None of this is really all that hard, it’s just a great example of one of the many rows you need to have your ducks in. It’s not difficult, it’s merely fiddly.
Posted on June 17th, 2010
CCP Yokai, the Technical Director over in EVE-land, just posted a dev blog about their new rack setup. This is pretty rare insight for any operation, so it’s definitely worth reading. You don’t get the nitty-gritty details but you get a good overview.
They’re located in 12 cabinets. That apparently covers their single server, their test server, and ancillary services. If you don’t know, EVE is a single shard setup, which is really technically impressive. They crowd all 50-60K concurrent players into one world. That’s one big reason why network connectivity is so important to them. Yokai mentions it a few times in the blog. That’s a very high quality network he’s got set up, probably because most of those 64 servers may need to talk to any other server. Compare that to an infrastructure where 10 servers make up a shard. I can’t know for sure but it sure seems like you’d need to be ready for more interconnections.
He’s using blades, and the blades have a lot of RAM. IBM makes a really solid blade, by the way. The HS21 is I think one generation old; they’re currently selling the HS22s in that price/performance spot, but once you’ve bought a bunch of blades you don’t upgrade unless you need to. The interesting thing to me is the amount of RAM they’ve got in each blade. 32GB is a fair bit. I don’t want to speculate too much but CCP has never been shy about smart ways to use the fastest possible resources, and RAM is fast. See also that big 2 terabyte SSD SAN (storage area network) he mentions.

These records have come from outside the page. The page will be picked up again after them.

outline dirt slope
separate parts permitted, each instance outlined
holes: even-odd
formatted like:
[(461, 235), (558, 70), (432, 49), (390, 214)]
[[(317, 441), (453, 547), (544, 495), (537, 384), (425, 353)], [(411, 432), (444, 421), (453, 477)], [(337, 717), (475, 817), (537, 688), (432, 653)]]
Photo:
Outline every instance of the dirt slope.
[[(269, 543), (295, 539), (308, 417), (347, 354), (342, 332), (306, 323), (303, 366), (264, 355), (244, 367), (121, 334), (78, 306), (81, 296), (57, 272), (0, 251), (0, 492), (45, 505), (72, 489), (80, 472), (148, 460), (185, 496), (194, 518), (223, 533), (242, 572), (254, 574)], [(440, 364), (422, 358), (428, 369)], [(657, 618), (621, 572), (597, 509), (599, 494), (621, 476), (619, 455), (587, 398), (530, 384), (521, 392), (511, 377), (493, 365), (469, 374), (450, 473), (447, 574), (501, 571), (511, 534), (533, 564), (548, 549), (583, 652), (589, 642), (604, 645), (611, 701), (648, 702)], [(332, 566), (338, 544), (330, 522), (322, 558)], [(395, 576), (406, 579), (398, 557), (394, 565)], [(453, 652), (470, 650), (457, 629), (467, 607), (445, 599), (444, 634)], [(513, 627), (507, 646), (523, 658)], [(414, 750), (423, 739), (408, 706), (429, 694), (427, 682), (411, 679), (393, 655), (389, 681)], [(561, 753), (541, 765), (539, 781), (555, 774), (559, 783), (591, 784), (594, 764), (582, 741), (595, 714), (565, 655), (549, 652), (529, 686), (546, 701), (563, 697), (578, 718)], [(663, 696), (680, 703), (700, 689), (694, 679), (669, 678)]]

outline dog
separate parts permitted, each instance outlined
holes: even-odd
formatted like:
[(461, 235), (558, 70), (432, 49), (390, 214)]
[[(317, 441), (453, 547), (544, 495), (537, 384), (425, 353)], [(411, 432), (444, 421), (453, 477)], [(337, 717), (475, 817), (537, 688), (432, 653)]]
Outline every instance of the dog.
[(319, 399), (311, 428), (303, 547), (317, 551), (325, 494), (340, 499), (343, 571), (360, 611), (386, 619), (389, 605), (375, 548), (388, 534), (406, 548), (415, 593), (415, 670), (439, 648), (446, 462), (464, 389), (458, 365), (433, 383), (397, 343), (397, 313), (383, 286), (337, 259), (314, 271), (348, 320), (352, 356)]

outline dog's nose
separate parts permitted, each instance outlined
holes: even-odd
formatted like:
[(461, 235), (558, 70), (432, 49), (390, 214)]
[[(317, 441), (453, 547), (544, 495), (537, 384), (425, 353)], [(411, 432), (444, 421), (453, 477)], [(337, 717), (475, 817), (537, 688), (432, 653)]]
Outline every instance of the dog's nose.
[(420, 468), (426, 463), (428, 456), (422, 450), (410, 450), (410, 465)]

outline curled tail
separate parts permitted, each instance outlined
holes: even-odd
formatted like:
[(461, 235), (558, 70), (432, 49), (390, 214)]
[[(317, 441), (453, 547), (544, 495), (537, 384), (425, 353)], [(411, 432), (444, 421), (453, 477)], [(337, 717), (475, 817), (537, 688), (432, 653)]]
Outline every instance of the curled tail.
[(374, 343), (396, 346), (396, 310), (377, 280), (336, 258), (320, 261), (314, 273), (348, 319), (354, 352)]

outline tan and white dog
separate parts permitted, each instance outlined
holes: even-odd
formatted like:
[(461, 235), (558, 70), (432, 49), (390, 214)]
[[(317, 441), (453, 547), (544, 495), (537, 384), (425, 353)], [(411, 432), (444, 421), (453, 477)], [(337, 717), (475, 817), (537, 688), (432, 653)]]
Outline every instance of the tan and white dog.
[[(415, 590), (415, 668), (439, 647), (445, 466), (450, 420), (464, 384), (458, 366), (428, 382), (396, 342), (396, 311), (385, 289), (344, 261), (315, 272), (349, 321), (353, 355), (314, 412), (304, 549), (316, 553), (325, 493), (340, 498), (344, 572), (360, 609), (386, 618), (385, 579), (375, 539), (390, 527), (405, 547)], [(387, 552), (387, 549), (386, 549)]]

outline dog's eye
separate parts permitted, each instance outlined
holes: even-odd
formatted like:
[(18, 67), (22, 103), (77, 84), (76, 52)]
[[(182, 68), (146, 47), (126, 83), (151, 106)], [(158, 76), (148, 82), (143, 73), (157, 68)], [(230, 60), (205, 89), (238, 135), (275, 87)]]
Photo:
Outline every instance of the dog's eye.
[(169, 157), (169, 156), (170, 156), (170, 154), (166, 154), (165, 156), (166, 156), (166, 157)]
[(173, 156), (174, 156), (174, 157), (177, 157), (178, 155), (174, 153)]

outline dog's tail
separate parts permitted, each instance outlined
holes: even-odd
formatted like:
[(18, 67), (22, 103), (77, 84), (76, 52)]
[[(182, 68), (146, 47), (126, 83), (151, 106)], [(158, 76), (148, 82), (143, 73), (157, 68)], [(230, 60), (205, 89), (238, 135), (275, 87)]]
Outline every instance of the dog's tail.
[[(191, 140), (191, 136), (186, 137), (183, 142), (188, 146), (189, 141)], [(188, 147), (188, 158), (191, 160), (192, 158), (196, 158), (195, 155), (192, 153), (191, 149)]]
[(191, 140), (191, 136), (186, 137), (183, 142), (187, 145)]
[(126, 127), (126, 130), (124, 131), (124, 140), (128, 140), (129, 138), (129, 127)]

Lots of blades means lots of heat. I am not surprised that they need a self-contained cooling system. I should talk some about the blade vs. 1U server question, since while blades do take up less physical space, the practical space they consume may not save you much. On the other hand, as noted, CCP needs the fast interconnects. Blades do help there.
Don’t miss the comment thread, either. The devs are again being very open about some of their choices, which is awfully nice of them.